Air India Express, the international low-cost arm of the flag carrier, may see a plunge in profit in fiscal 2018 at around Rs 200 crore, down from Rs 297 crore booked in the previous year, driven down by rising fuel bills and a higher payout to the parent Air India. The Kochi-headquartered Air India Express operates 555 flights a week, with a fleet of 23 Boeing 737 planes. It plans to induct two more such aircraft planes by August-September, according to a senior official. The airline will also be the first to operate to and fro from the upcoming Kannur international airport in its home state Kerala where it deploys over 65 per cent of its capacity.
“This time around I expect the bottomline to print in at around Rs 200 crore,” K Shyam Sundar, the chief executive officer at the airline, told PTI here over the weekend without ascribing a reason. In fact, reflecting the fuel prices, in the last year also, its profit was lower than the previous year. After the first Rs 100 crore profit in FY15, its profit soared to Rs 361.7 crore in FY16 but came down to Rs 296.7 crore in FY7. But it can be noted that all the airlines have had an easy life last fiscal as crude oil hovered $35-40 a barrel throughout the year, but the same is trending at $70 and the average for this year could be around $60 a barrel. Which is an almost 50 per cent spike over the last year’s average. Airlines across the world, barring of course those in the Gulf nations, burn almost half their cash on fuel alone.
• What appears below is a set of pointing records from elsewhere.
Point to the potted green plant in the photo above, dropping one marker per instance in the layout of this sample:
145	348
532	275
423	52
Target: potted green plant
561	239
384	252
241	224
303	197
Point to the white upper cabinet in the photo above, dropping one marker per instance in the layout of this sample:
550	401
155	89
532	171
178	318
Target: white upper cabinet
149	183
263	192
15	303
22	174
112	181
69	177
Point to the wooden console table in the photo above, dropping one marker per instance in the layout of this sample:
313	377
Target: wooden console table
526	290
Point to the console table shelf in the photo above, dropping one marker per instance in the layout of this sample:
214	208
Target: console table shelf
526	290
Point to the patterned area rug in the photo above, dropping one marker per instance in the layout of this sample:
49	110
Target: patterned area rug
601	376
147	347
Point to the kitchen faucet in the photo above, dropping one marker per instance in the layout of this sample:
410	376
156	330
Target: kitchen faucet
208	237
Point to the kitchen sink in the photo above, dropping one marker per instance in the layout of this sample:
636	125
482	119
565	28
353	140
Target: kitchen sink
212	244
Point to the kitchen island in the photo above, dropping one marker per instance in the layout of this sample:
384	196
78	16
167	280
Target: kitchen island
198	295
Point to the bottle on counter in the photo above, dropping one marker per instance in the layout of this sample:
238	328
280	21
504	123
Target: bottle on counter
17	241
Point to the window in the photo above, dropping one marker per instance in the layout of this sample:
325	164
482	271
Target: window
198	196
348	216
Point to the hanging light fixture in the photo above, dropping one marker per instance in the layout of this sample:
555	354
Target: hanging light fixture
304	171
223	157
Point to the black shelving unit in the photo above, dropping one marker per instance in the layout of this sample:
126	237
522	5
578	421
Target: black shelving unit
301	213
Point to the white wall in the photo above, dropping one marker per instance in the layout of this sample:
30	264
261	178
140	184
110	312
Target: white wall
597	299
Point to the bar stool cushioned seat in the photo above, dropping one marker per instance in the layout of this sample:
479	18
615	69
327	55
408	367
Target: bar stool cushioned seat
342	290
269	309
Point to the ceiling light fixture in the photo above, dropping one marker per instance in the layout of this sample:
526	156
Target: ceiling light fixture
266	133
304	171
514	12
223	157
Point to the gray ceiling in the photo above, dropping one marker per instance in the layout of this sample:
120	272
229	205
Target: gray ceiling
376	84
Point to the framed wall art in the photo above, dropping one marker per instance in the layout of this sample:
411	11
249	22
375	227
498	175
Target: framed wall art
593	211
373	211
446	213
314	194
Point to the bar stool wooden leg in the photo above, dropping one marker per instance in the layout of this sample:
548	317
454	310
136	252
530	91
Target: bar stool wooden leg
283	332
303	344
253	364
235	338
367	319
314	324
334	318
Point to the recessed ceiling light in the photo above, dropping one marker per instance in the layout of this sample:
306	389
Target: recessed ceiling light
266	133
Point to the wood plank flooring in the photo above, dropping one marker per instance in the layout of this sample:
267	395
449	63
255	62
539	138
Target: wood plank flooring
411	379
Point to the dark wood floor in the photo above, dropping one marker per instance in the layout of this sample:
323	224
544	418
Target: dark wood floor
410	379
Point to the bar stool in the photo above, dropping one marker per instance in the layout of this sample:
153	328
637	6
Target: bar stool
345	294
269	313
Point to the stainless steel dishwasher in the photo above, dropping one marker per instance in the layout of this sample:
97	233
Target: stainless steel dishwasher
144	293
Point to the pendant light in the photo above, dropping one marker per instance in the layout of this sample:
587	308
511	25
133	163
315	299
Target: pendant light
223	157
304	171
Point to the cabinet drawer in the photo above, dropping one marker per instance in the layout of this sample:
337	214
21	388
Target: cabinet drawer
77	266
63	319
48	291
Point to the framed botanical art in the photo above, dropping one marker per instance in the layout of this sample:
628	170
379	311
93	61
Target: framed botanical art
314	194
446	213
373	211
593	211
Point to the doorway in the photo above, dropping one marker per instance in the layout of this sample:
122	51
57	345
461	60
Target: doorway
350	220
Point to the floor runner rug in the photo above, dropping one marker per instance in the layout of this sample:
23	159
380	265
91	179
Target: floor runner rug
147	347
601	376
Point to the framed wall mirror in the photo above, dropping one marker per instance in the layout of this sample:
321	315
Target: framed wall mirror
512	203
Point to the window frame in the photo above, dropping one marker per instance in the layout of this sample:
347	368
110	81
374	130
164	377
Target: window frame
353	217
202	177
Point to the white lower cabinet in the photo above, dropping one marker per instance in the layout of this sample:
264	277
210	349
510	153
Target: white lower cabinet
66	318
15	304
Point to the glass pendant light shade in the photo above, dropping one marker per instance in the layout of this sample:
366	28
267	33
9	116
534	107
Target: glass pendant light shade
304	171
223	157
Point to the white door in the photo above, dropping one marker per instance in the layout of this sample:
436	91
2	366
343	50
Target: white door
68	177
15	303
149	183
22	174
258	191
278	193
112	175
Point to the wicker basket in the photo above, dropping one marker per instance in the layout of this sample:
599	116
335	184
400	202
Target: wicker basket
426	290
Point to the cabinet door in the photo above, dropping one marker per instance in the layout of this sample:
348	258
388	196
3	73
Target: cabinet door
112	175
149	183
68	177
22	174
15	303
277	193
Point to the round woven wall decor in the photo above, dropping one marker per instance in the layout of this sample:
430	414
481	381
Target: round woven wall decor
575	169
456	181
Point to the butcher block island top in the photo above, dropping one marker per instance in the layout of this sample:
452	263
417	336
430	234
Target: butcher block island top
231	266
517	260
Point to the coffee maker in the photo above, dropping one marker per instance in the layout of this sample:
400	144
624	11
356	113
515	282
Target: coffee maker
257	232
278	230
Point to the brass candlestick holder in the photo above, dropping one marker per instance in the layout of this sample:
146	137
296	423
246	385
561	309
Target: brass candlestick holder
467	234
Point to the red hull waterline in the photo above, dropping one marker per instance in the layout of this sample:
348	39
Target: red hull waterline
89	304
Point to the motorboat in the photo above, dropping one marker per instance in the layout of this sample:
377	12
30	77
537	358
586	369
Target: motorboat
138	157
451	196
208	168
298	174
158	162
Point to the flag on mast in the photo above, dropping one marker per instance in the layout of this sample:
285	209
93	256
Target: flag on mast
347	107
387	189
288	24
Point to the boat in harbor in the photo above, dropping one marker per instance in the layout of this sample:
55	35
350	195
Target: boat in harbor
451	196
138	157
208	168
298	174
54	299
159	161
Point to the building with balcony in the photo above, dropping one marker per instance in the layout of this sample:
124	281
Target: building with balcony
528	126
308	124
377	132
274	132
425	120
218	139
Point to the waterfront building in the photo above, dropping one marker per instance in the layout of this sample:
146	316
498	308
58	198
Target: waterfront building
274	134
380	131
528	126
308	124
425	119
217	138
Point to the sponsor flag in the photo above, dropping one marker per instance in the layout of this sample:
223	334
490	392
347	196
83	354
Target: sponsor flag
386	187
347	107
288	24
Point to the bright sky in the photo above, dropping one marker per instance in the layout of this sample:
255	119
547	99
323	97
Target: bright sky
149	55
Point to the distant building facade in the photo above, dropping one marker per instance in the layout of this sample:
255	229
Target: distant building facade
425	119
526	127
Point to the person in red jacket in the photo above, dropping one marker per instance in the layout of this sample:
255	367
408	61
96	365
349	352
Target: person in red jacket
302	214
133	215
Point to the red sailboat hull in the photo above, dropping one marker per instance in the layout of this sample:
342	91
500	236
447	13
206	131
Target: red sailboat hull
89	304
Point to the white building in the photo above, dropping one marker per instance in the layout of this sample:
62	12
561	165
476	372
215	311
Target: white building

In Indian context, since petroleum products are out of GST, it varies from a low 4 per cent in states like Telangana to an absurd 34 per cent in Maharashtra. Air India Express, which flies to the Middle-East (West Asia) and Southeast Asian destinations, booked its first profit in FY15 with Rs 100 crore after it was set up a decade ago in April 2005 on the back of a 25 per cent plunge in crude prices in the year. Sundar said he expects the load (PLF) to increase by 150 bps next fiscal over the present 78.5 per cent, as he also expects the aircraft utilisation levels to go up to 6-7 per cent over 14 hrs from 13.25 hrs with the introduction of the two new 737 NGs planes. On the volume side, Sundar expects to ferry 4.5 million next fiscal year. In FY17, it carried 3.4 million passengers. He didn’t offer a number for this year. Sundar said AI Express will be the first airline to operate from the greenfield airport in Kannur, northern Kerala.
The fourth international airport in the tiny state is scheduled for commissioning this June, behind more than a year. “We committed to Chief Minister Pinarayi Vijayan that we will be the first airline to take off from Kannur. We will be deploying the two new aircraft in this facility,” he said. “We will also launch a new service between Kochi and Bahrain soon,”he added. On OTP (on-time performance), he said the overall it’s 86 per cent but this is 95 per cent from the country. The delay is due to longer time we have to take to skirt the Oman airspace now.
On the payout to the parent Air India, which is put on sale now, Sundar said, “in FY17, it paid Rs 450 crore, while this was Rs 350 crore in FY16. This is year it may go up further, which will impact the bottomline. “On top of this, we have around Rs 200 crore of financing cost towards aircraft loans per annum. But FY19 should be better as our finance cost will come down to Rs 150 crore,” he added. The airline connects 13 international cities from 17 domestic cities. On the domestic front, it connects Thiruvananthpuram-Chennai, Kozhikode-Thiruvananthpuram, Kochi -Thiruvananthpuram and Kochi-Kozhikode, as per its website.